おれが話せることなんて、なんか憑いてるんだって。以上。だけどな。
本当にもう!
家出するなら覚悟を決めて出ろ。
謝りもせずにもどってくるとか、ありえねえ。
出て行ったのも帰ってきたのも、見えないわからないじゃ、怒鳴りようもないけども。
「遅くなってごめんなさい」
いやマジで待ちました。
ここは、女ってやつは! って言っていいところ?
「ぇと、あの子たちは?」
「それがちょっと――…」
町田は毛玉ふたつを抱えたまま2メートルはあるフェンスを軽々とよじ登って、4面を囲まれた軟式テニス部のコートに毛玉を下ろした。今もそこで毛玉と遊んでいる。
「あの、あたし、猫ちゃんは初めてでわからなくて――。大きさを伝えてペットショップの店員さんに勧められたものを買ったんだけど――。加藤くんは大丈夫? 1日2回なんて、その、時間…取れるの?」
「餌すか? 置いとけば食うんじゃないの?」
どうぞこちらに、とテニスコートに向けて歩きながら超初歩的質問。
「だめよ、この暑さだもの。くさっちゃうわ」
「…………」
えっとぉ――。
家畜分野は初心者のおれでもわかる。
飼料なら腐らない乾物があるのでは? そのくらいは進んでるんじゃないの? 日本の技術は。
「…………」
「…………」
まったく猫の生態を知らないおれが口をつぐんだのは仕方ない。
でも白い重たげなビニール袋を提げた平泉さんは、たぶん怒っていた。
「あの、彼は――?」
フェンスの向こうで毛玉と遊んでいる町田に気づいた平泉さんが立ち止まる。
「後輩です。おれよりずっと優しいやつなんで、あの子らの世話はやつに任せますから」
町田は子猫相手にまるで犬の散歩でもするように歩いていた。
子猫たちも子犬のように町田の足元にじゃれついている。
「ココォ――っ!」
「…………!!」
おれの心臓を縮み上がらせた平泉さんの突然の叫び声。
常人では飛び越えられない隔壁。
見えているのに手が届かない場所。
フェンスに向かい両腕を伸ばして傾いでいく平泉さんの身体を抱き留められたのは、おれ的金メダル。
「ココ! …ココォ!」
フェンスにすがりついて平泉さんが泣いている。
おれにはかける言葉もないけれど、きっと平泉さんのココはもういない。

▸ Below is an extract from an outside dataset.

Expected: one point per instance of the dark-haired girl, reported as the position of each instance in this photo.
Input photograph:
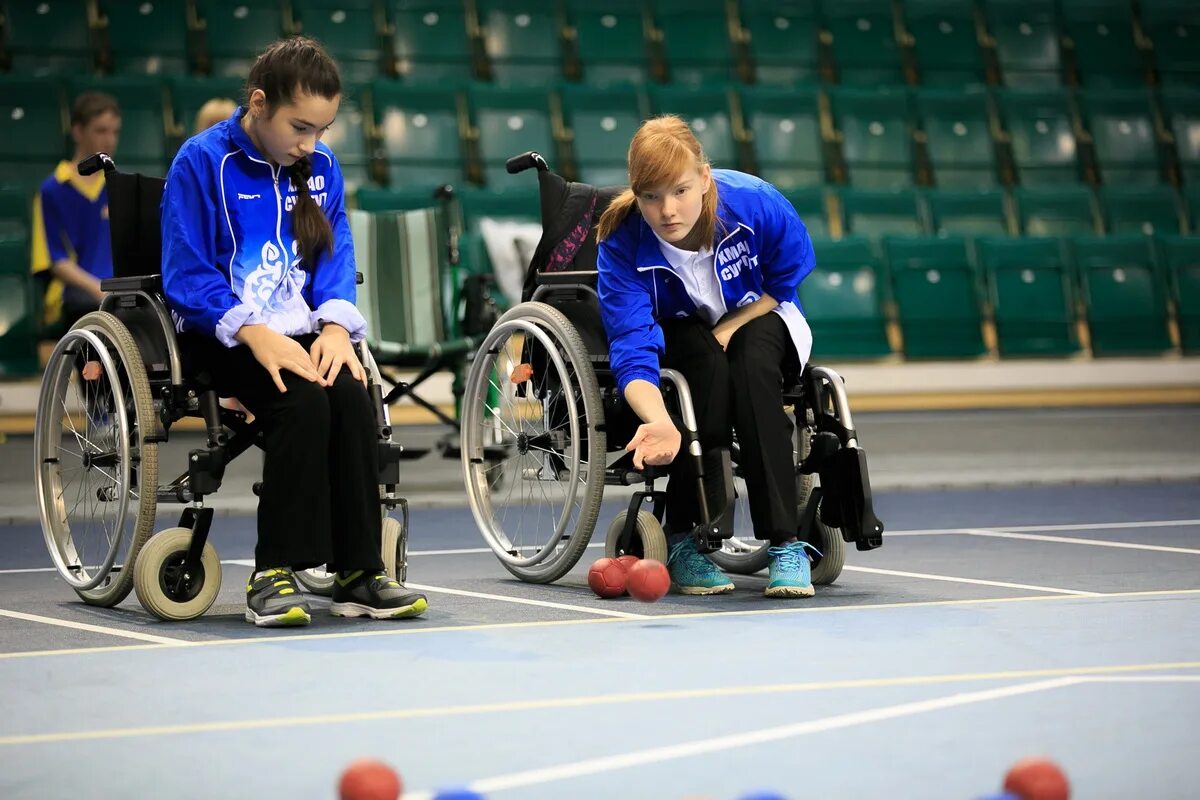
(258, 269)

それだけはわかるから。
「あの子らにはちゃんと、見つけますから。平泉さんくらい、かわいがってくれるやつ。おれがちゃんと見つけます。だから平泉さんはココのことだけ、思っててあげればいい」
「か…と、くん――…」
おれの胸に頭をつけて、わーんと子どものように声をあげて泣きだしたひとをどうしたらいいかわからなくて、おれの腕は空中でフリーズ。
町田は両腕を胸の前でクロスしてみせている。満面の笑みで。
本当にいやなやつ。
だったらおまえが抱いてみろ。
40歳だぞ、おばさんだぞっ。
「…………」
でも胸から腕から伝わってくるひとの悲しみは、15歳の虎も、40歳の平泉さんも変わらない。
少なくともおれには。
「…………」
そっと抱きしめたら嗚咽が激しくなったのは、oh! ジーザス。